Own a cottage or investment property? Here’s how to navigate the new capital gains tax changes
The 2024 federal budget proposed to increase the inclusion rate on capital gains greater than $250,000 to two-thirds from one half, starting June 25, 2024. A 50 per cent inclusion rate would continue to apply for the first $250,000 in gains.
Legislation to implement the change has not yet been passed, but the Canada Revenue Agency is proceeding as if this will happen. If the minority Liberal government falls before the legislation passes, we will likely not see the higher capital gains inclusion rate.
Facing a costly mortgage renewal, this family decided to downsize and instead saved thousands
Trading space for financial independence, a family of four moves to a townhome from a 2,700-square-foot home. A big factor in the decision was a looming mortgage renewal at a higher interest rate.

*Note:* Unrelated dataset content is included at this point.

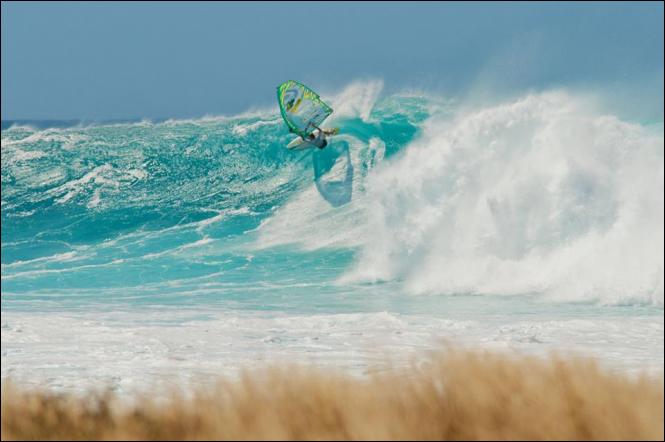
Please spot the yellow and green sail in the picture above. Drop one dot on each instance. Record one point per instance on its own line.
(301, 107)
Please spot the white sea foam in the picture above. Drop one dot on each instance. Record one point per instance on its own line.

Canada Mortgage and Housing Corp. says 1.2 million mortgages come up for renewal in 2025, most of them at much higher interest rates. Back in 2020, you could get a five-year fixed rate mortgage around 2 per cent or less. The comparable rate today is a lot more at roughly 4.2 per cent, but at least we’re down from peak levels around 5.5 per cent.
Consider the variable-rate alternative. You’ll get a slightly higher rate today than with a fixed-rate mortgage, but there’s potential for several rate reductions next year as the Bank of Canada continues the 2024 trend of lightening the load on borrowers to support the economy.
It’s maddening to say, but now might be a generational opportunity to buy a first home
Mortgage rate declines in 2024 helped stabilize the housing market at prices that remain well below the peak of early 2022. Houses remain unaffordable for many in some cities, but we may not see better buying conditions than we have right now.
The average November resale home price of $694,411 was 7.4 per cent higher than the same month of 2023, which suggests the market may already be heating up. Your best housing market intel may just come from the job market. What scares housing industry people the most is a jump in the unemployment rate.